I want to thank you from the bottom of my heart, truly and deeply, for all the beautiful, thoughtful, heartfelt, compassionate, and uplifting emails and comments I’ve received since my original post. I read every single note. So many of you shared your own stories about losing furry or feathery children and offered the most amazing support I could ever hope for. Your emails gave me strength and in some ways, even made me smile. I know it’s often difficult to find the right words to comfort someone, especially a virtual stranger, but please know that even a small sentiment means a lot. I am so grateful to those of you who reached out this past month.
After Gisele’s passing, we (our vet) sent her body to the California Animal Health & Food Safety Laboratory System at UC Davis, which offers a free necropsy (an autopsy performed on an animal). The service is meant to monitor the health and well-being of backyard flocks and make sure backyard-spawned diseases won’t affect the state’s poultry industry.
The preliminary results came back within a day or two as inconclusive. The final report (sent a week later) listed the cause of death as lymphoid leukosis.
Lymphoid leukosis is an avian viral disease typically transmitted from an infected mother to her unborn chick. The vet believed Gisele became infected while she was still inside the egg. The virus has a long incubation period (four months or more), so she was sick for some time before she started showing symptoms.
Initially, the vet suspected Marek’s disease as the symptoms are quite similar, though Marek’s usually runs it course within the first six months of life. Lymphoid leukosis manifests itself in older chickens around the time of sexual maturity (Gisele was two years old). Chickens become pale (on their combs and in their beaks), emaciated, depressed, and progressively weaker to the point where they lose full mobility. It’s a devastating disease to watch unfold.

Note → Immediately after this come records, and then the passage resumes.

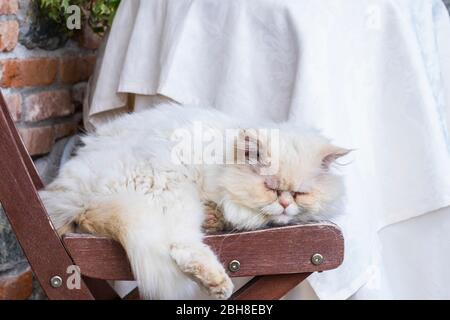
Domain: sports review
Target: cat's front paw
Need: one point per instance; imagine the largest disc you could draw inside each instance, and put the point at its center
(221, 289)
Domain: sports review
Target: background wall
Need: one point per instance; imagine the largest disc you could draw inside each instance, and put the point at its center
(43, 77)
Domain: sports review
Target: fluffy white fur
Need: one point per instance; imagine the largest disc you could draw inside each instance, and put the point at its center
(123, 184)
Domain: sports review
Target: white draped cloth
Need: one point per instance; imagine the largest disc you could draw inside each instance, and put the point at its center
(374, 75)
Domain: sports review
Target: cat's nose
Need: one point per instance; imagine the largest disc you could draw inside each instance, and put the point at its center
(284, 203)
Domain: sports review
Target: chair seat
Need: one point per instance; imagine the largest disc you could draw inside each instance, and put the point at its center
(280, 250)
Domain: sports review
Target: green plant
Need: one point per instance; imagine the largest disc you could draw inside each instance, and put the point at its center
(98, 13)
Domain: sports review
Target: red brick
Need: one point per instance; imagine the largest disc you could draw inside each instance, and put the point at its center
(38, 140)
(48, 104)
(77, 69)
(65, 129)
(78, 92)
(16, 286)
(28, 72)
(9, 33)
(14, 103)
(9, 6)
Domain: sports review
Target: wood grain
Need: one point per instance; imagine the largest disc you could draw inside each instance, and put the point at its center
(271, 287)
(282, 250)
(27, 216)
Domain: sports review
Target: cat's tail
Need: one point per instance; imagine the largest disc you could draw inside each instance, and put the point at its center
(135, 222)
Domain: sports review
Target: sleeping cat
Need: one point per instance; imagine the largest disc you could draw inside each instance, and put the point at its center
(127, 183)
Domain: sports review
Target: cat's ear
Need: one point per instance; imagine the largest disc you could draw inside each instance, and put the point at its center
(249, 147)
(331, 153)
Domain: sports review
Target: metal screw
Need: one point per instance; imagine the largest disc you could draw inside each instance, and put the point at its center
(56, 281)
(234, 265)
(317, 259)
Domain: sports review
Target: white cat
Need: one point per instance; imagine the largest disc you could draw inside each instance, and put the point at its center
(127, 183)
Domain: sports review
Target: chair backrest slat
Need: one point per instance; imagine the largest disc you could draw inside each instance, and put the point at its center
(19, 143)
(27, 216)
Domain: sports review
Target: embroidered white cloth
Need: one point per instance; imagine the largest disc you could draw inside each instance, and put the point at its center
(372, 74)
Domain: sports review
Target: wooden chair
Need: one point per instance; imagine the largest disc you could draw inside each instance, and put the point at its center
(278, 258)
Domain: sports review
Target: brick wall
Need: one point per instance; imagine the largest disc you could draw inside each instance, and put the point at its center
(43, 88)
(43, 77)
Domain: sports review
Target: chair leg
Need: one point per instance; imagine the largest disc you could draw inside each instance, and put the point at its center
(29, 220)
(271, 287)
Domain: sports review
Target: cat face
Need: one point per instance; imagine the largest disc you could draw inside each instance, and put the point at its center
(303, 186)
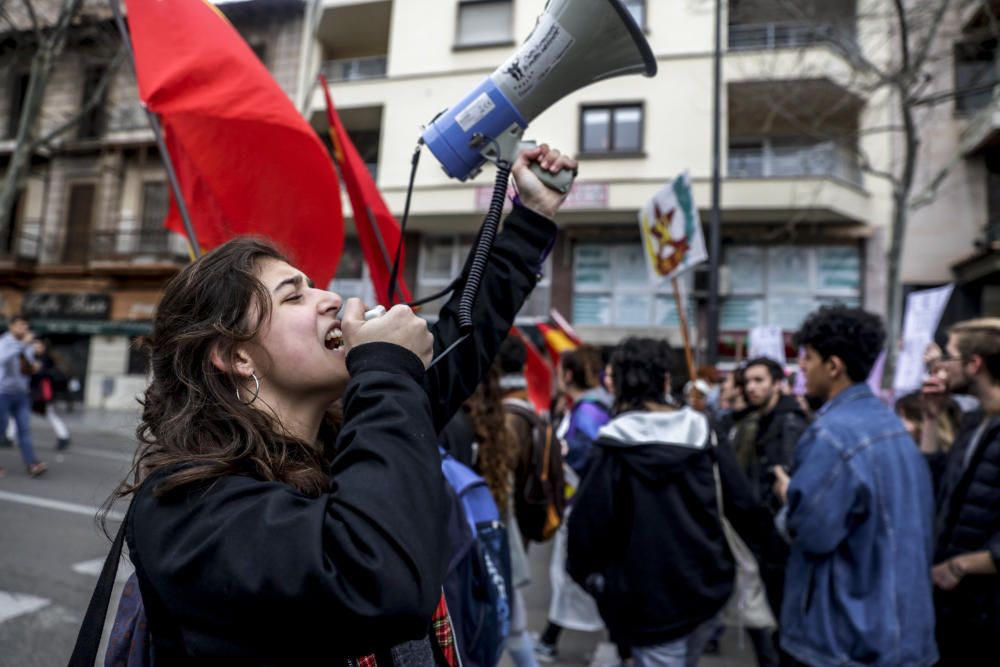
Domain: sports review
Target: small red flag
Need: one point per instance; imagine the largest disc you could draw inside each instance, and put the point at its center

Unlike Marek’s disease, lymphoid leukosis is not spread by air. In a flock, the virus can spread by bird-to-bird contact and by physical contact with contaminated environments. Infected chickens lay infected eggs and produce infected feces. If a healthy chicken eats the infected egg (or feces) and she’s genetically susceptible, she could contract the virus. I have never seen my chickens eating each other’s eggs or feces, and I keep the coop and surroundings fairly sanitary on a day-to-day basis, so I hold out hope that Kimora and Iman were not infected. At present, they appear peppy and happy and hungry and curious… all good signs of healthy chickens.
I have to wonder, though, if Gisele was lowest in the pecking order because the other two knew she was sick. Their bullying became a bit more intense in the last few months; they often tried to keep her away from their food and I had to give her a separate dish to make sure she was eating. Was it like World War Z, where they had a sense she was terminal and stayed away from her?
Currently there is no vaccination and no treatment for lymphoid leukosis. Once a chicken becomes infected, it’s a terminal disease that’s not easily diagnosed until after death.
In a way, I’m sort of relieved to learn this, only because it assures me that her death occurred naturally. For a while I was torn on whether I should’ve kept her in the hospital longer or whether I did the right thing in putting her to rest. Knowing that her cause of death was genetic — and not an airborne contagion, or something I could have prevented — eased much of my worry and guilt. Only time will tell with my other two hens.
Thank you, again, for keeping me — and all of us — in your thoughts.